Nurses do heroic work. But too often that heroism meets unnecessary hurdles: hidebound thinking or ingrained inefficiencies that are frustrating even to the most dedicated care providers.
“The way I think about nurse innovation is really shifting the paradigm,” Hiyam Nadel, director of the Center of Innovations in Care Delivery at Massachusetts General Hospital, during a HIMSS21 Digital session this past Thursday.
“The way it currently works is that equipment is given to us – processes, models of care – and we get very frustrated because they don’t quite work right, or meet the patient’s needs,” she explained. “And we would like to shift that. We always say that the people who can invent the best are the people closest to the problem. Nurses need to be at the table. They need to be inventing because they will have the most impactful solutions to health and health care.”
“Nurses just have this incredible commitment to patient care,” added Mary Lou Ackerman, vice president of innovation at Ontario-based SE Health. “Solving problems, finding solutions, fixing things, that’s just what nurses do every day. It’s just a part of making sure that the care is personalized and is able to be delivered.
“It’s really important to formalize some structures around all of that activity that they’re already doing,” she added, “so that – at an organizational level or a national level or even a global level – these solutions and ideas can be shared.”
Even as they represent more than half of healthcare workforce – truly, care could not be delivered without them – nursess are too often limited by process and technology challenges. Many were frustrated even before the pandemic, but COVID-19 burnout is driving many to exhaustion.

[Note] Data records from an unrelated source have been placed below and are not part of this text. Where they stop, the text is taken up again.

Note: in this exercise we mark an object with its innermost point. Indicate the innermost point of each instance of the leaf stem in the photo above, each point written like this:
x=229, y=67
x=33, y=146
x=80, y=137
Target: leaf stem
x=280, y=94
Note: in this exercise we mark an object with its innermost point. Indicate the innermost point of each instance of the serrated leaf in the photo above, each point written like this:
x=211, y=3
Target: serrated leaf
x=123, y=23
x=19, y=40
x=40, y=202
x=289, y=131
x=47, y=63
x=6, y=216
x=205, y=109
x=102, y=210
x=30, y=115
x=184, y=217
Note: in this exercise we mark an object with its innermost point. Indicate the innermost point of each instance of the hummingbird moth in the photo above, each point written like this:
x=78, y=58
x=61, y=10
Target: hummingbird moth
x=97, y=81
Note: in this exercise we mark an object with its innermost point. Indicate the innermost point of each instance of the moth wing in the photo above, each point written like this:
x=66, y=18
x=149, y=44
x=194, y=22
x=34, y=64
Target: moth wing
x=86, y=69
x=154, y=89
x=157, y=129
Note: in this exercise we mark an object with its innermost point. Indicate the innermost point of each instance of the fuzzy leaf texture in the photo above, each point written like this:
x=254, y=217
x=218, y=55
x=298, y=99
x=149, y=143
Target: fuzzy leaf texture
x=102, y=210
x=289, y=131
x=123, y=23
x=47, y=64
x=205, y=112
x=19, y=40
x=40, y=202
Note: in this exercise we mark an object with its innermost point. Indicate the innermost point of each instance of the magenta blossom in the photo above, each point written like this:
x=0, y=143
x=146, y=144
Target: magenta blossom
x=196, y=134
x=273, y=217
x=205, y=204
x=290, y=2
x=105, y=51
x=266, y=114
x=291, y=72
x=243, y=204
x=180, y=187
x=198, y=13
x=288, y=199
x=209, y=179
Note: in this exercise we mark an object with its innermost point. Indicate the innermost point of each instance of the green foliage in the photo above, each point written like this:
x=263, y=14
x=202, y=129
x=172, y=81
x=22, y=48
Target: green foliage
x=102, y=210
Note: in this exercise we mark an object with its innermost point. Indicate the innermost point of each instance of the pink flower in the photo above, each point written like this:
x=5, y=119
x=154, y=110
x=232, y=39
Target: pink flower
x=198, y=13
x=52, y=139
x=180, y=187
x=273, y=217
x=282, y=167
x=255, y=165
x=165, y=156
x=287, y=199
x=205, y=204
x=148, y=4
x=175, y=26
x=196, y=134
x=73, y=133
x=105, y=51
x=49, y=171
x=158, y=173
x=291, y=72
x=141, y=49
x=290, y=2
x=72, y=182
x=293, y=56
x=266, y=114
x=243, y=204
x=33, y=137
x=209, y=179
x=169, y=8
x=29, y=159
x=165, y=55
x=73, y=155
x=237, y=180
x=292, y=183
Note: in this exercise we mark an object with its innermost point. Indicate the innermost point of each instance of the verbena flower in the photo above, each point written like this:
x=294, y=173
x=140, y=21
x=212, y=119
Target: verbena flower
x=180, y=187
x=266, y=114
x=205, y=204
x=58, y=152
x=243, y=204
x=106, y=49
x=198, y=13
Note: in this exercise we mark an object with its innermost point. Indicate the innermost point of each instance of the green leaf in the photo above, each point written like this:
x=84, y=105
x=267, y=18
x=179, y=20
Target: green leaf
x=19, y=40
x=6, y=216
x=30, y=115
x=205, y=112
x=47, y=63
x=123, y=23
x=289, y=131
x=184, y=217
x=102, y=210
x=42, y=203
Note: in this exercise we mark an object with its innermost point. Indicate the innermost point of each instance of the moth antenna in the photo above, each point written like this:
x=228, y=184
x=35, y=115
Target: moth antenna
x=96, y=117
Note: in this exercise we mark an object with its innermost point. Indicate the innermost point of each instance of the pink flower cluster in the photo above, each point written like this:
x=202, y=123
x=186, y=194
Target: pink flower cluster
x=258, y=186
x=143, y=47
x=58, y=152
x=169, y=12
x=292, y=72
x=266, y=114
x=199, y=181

In the session, Ackerman and Nadel, along with moderator Rebecca Love, president of SONSIEL (Society of Nurse Scientists, Innovators, Entrepreneurs & Leaders), explored how to better ensure that nurses have the support they need and deserve – and how to ensure they’re empowered to add their voices to the conversation, and that their good ideas for workflow and process improvements are surfaced, implemented and formalized where appropriate.

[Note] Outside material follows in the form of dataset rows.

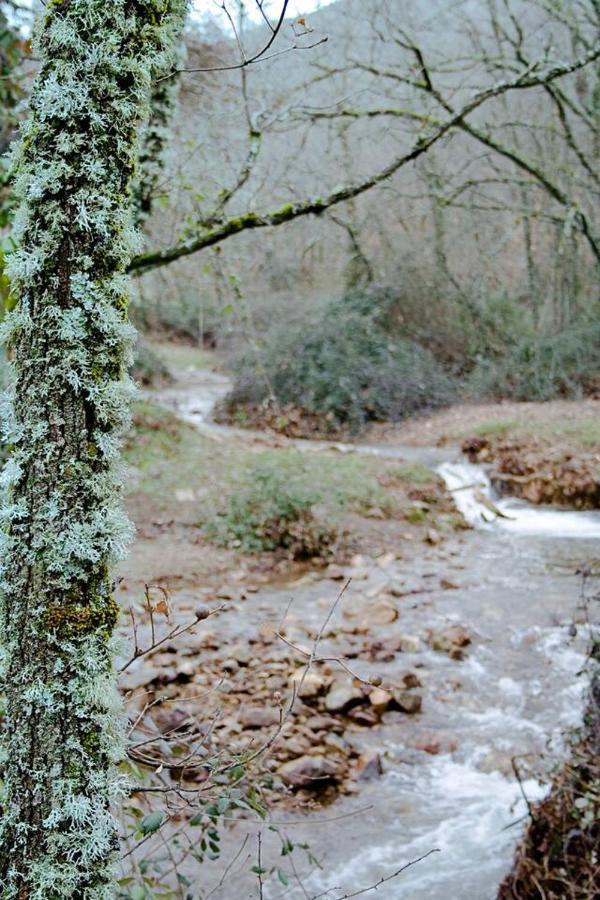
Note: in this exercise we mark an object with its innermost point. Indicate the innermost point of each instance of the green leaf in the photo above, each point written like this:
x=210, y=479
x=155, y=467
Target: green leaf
x=152, y=822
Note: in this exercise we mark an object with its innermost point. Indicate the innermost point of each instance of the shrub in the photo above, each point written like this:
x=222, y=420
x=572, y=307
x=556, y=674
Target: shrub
x=273, y=509
x=348, y=361
x=542, y=367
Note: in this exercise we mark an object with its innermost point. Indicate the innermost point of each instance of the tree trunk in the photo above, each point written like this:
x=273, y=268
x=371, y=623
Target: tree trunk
x=62, y=522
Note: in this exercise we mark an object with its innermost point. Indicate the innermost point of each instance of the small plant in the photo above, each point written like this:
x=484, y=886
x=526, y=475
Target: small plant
x=349, y=363
x=273, y=509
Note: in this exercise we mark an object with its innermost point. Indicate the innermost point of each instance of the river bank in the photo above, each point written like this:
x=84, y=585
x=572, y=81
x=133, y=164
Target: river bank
x=447, y=779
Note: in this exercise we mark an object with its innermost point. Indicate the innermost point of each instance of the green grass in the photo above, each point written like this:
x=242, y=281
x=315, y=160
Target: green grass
x=169, y=454
x=494, y=428
x=414, y=474
x=586, y=432
x=578, y=431
x=182, y=355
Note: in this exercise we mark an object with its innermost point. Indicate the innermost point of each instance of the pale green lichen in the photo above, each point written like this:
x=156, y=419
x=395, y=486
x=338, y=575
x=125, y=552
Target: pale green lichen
x=62, y=525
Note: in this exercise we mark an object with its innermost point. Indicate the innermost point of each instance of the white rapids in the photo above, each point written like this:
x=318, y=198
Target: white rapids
x=475, y=498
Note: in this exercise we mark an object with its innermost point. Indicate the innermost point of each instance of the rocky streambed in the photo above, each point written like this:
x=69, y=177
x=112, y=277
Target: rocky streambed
x=466, y=655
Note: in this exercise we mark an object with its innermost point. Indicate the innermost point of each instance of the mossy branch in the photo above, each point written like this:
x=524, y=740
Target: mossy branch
x=531, y=77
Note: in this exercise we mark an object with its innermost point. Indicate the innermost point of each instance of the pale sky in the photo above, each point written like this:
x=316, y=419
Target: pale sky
x=296, y=7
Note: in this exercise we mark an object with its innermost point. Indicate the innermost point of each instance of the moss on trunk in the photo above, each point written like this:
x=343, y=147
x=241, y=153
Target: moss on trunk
x=62, y=523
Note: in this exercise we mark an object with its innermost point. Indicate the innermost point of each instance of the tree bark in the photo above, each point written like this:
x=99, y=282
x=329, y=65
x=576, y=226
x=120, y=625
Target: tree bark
x=62, y=523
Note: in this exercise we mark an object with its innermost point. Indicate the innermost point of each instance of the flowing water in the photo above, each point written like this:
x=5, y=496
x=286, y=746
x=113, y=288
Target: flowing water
x=515, y=694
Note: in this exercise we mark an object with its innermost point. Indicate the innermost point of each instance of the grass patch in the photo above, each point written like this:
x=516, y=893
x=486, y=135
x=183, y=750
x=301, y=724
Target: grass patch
x=155, y=437
x=497, y=428
x=414, y=474
x=241, y=494
x=182, y=356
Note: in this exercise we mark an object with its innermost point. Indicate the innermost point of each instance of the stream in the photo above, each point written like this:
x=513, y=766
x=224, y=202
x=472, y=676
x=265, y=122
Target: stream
x=514, y=694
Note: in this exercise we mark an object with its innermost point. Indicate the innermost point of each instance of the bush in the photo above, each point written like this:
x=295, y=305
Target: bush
x=273, y=509
x=544, y=368
x=348, y=361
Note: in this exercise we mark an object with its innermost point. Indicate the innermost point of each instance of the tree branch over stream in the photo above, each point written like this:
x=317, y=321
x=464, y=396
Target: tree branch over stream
x=531, y=77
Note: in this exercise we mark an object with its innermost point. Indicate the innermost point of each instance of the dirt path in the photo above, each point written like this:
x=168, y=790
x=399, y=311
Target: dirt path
x=438, y=778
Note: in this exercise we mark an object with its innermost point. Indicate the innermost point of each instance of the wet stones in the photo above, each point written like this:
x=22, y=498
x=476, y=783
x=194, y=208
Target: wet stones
x=259, y=717
x=451, y=640
x=311, y=771
x=342, y=696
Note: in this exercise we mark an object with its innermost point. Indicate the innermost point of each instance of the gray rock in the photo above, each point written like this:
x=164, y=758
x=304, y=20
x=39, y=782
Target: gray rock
x=311, y=771
x=343, y=695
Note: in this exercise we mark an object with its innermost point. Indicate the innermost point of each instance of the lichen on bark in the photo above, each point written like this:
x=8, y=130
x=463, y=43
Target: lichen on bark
x=62, y=524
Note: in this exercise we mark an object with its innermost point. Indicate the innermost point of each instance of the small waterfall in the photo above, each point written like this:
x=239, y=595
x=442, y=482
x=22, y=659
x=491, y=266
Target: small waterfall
x=474, y=496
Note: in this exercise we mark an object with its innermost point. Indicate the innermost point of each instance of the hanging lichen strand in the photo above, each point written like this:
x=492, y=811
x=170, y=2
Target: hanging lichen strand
x=62, y=523
x=156, y=135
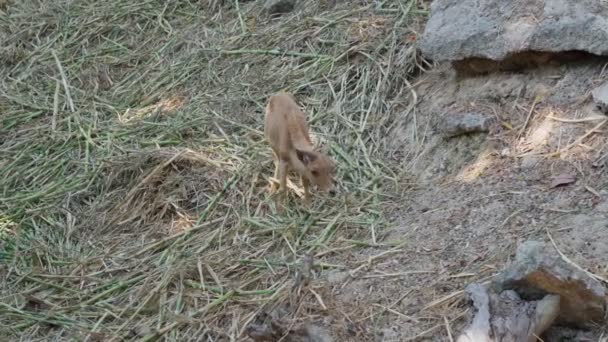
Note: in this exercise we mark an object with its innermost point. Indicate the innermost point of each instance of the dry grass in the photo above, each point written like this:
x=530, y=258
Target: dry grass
x=133, y=197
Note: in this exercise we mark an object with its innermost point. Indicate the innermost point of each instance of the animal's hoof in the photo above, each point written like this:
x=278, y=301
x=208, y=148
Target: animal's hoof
x=273, y=188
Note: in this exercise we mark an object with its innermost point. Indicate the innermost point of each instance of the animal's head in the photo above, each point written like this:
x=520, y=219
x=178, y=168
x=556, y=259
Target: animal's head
x=321, y=168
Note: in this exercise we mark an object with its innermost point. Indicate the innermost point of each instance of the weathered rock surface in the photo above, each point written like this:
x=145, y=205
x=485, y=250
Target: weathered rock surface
x=508, y=318
x=455, y=124
x=497, y=29
x=600, y=97
x=539, y=271
x=277, y=7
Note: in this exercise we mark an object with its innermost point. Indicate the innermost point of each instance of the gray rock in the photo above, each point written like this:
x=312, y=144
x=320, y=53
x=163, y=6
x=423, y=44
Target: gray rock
x=455, y=124
x=496, y=29
x=600, y=97
x=277, y=7
x=538, y=271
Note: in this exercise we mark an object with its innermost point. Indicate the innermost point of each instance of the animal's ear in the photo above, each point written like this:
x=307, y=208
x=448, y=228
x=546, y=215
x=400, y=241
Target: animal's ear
x=306, y=156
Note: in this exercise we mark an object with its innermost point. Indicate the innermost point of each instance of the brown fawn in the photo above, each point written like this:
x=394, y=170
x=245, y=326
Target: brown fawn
x=286, y=130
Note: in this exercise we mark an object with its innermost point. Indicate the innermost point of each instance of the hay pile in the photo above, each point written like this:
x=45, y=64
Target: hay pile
x=134, y=171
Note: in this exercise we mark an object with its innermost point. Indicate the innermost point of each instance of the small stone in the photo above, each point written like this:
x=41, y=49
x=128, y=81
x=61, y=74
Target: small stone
x=600, y=97
x=278, y=7
x=538, y=271
x=464, y=123
x=529, y=162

They focused on nursing innovation and entrepreneurship – highlighting the need for “disruptive thinking, innovation methodology and systems and networks … to support nurses to continuously improve patient care and outcomes.”

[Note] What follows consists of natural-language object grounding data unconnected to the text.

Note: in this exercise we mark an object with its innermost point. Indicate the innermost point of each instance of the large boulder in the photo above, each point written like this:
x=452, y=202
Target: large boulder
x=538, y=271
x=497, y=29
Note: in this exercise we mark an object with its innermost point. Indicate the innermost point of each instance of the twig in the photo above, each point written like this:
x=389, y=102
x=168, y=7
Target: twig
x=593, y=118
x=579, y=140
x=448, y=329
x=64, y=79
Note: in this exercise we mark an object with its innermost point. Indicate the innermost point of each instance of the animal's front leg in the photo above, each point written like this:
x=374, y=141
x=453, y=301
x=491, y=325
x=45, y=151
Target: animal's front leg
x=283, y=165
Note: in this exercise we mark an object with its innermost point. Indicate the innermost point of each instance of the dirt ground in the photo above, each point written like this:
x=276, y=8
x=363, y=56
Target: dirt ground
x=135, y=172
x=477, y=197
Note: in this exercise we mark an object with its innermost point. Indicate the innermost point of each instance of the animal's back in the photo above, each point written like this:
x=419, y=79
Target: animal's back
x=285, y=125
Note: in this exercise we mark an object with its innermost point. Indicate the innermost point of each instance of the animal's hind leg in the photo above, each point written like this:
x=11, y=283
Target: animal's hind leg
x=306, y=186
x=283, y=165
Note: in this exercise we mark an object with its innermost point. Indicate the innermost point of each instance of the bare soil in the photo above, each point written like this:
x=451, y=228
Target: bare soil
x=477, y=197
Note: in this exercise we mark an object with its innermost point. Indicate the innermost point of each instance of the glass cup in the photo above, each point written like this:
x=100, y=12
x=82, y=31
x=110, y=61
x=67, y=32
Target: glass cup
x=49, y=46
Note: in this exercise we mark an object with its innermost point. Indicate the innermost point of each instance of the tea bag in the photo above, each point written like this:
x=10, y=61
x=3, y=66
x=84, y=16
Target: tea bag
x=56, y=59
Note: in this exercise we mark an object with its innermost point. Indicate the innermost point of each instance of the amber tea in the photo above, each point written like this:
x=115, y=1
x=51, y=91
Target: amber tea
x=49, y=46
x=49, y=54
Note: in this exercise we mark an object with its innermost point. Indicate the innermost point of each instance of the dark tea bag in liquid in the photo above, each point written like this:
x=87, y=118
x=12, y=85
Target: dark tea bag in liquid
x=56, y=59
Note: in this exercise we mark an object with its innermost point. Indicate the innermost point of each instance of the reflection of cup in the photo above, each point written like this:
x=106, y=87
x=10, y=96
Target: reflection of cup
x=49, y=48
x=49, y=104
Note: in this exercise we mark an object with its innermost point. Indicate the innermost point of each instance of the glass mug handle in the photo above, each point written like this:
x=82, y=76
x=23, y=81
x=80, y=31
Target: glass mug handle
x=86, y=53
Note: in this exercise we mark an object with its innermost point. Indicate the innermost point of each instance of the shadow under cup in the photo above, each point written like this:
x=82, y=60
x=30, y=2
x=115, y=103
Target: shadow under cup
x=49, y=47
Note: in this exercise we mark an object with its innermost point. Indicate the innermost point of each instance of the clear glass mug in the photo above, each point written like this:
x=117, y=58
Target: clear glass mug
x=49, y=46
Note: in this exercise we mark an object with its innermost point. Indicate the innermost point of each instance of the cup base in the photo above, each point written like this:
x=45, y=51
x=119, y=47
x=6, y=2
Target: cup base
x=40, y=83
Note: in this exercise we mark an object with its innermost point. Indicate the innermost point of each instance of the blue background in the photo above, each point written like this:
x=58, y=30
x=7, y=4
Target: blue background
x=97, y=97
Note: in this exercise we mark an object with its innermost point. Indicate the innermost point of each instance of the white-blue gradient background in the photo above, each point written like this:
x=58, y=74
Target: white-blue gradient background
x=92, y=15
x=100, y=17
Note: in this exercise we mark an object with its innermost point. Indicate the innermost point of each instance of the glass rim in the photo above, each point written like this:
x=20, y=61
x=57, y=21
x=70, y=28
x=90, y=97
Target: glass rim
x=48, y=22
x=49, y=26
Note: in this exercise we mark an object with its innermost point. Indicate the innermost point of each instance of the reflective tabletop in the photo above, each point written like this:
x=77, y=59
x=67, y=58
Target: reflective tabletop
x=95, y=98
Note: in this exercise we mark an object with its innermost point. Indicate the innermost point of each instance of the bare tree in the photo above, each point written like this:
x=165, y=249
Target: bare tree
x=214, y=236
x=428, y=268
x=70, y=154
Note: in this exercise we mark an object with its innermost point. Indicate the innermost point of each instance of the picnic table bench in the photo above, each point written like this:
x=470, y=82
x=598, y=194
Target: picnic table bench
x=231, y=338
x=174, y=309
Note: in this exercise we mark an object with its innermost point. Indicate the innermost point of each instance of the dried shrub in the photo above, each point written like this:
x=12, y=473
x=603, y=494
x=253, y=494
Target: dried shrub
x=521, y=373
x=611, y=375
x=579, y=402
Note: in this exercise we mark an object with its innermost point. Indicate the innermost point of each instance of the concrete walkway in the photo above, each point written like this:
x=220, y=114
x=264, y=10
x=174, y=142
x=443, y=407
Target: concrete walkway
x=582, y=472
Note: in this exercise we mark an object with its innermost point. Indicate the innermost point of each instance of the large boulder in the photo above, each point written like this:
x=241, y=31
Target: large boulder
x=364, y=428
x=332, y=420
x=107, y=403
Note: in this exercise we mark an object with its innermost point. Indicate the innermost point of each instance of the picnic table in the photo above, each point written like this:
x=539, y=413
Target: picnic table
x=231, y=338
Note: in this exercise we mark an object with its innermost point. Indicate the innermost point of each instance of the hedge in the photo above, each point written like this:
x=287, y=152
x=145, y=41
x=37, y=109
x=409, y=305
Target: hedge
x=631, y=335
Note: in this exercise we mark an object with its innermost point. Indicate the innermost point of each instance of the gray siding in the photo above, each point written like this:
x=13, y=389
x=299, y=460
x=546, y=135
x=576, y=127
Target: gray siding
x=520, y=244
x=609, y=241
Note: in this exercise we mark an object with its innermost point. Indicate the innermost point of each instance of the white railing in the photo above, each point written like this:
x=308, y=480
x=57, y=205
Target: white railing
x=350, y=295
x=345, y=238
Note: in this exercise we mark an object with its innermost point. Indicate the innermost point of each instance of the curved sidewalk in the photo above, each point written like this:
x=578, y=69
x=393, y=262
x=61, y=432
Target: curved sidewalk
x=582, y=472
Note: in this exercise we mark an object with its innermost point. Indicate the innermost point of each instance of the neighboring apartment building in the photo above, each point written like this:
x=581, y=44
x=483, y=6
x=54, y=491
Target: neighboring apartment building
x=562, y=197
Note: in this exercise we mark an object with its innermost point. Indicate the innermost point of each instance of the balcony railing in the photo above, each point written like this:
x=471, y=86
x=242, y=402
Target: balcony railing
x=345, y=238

Love noted some dispiriting stats about nurses and their day to day workflows.
“The studies have shown: 27 workarounds per shift, 36 different places over the course of an hour. are innovating in a highly inefficient environment that’s burning out our nurses more. We were always told, ‘Take this new device, it’s going to create less work for you.’ But actually creates more work for the nurse.”
And the pandemic has put the nursing workforce in an even more challenging position.
“We’re seeing a lot of nurses leaving the bedside. We’re seeing a lot of them are burned out. There’s a lot of downward stressors. We’re seeing in the United States a nearly 1 million-nurse shortage. Nurses are retiring, and it’s expected an additional 500,000 will leave the nursing profession by the year 2022.”
But initiatives such as those at Mass General and Saint Elizabeth, designed to harness the ingenuity and good ideas of the nurses in the trenches, could be key to helping stem that exodus – and ensure that nurses are empowered to do their jobs in the best way possible.
“No innovation or solution should be delivered to a table without a nurse’s voice and involvement in that solution,” said Ackerman.
Nurses have great ideas, she said, and at SE Health, there are processes in place to “capture those ideas and we can we can take a deeper dive into them, look at them, figure out which solutions fit, what we need to make them fit and create these, you know, these great solutions.
“The idea behind it is, when an idea comes forward, we want to have spent some time to figure out if this is desirable for the organization – if it’s viable and if it’s feasible,” she said. “So in order to do that, we’ve got structures put in place that allows us to, you know, look at the idea, frame our intent around that.
“Then the next phase would be taking a deep dive and really understanding: Is there a business model, a new service model? Do we need tools and technologies? And then generating new concepts, and then finally testing and scaling.”
It’s not enough to say, “Oh, yeah, I think innovation is great – just go ahead and do it,” said Nadel. “Because that doesn’t happen.”
At Mass General, “we started to proactively elicit ideas and pain points from the nurses,” she explained. “We didn’t put any parameters around it. That did two things: It gave the leadership some insight to what the front line is facing. Also, by helping develop these ideas into real prototypes and beyond, and testing them, it also built the credibility that’s needed to move forward.”
This year, the MGH Healthcare Transformation Lab is launching the Ether Dome Challenge, designed to spur innovation and remedies to the pain points identified by some 6,500 front line staffers, said Nadel.
“If you give them empowerment to have control over their lives – creativity and problem solving – it’s fun, it’s actually fun work,” she said. “And then they actually see there are prototypes out on the units and other nurses testing it. They say, ‘Another nurse did that?’ It just accelerates, it brings excitement, it inspires people. So I really do think that we have to build that in.”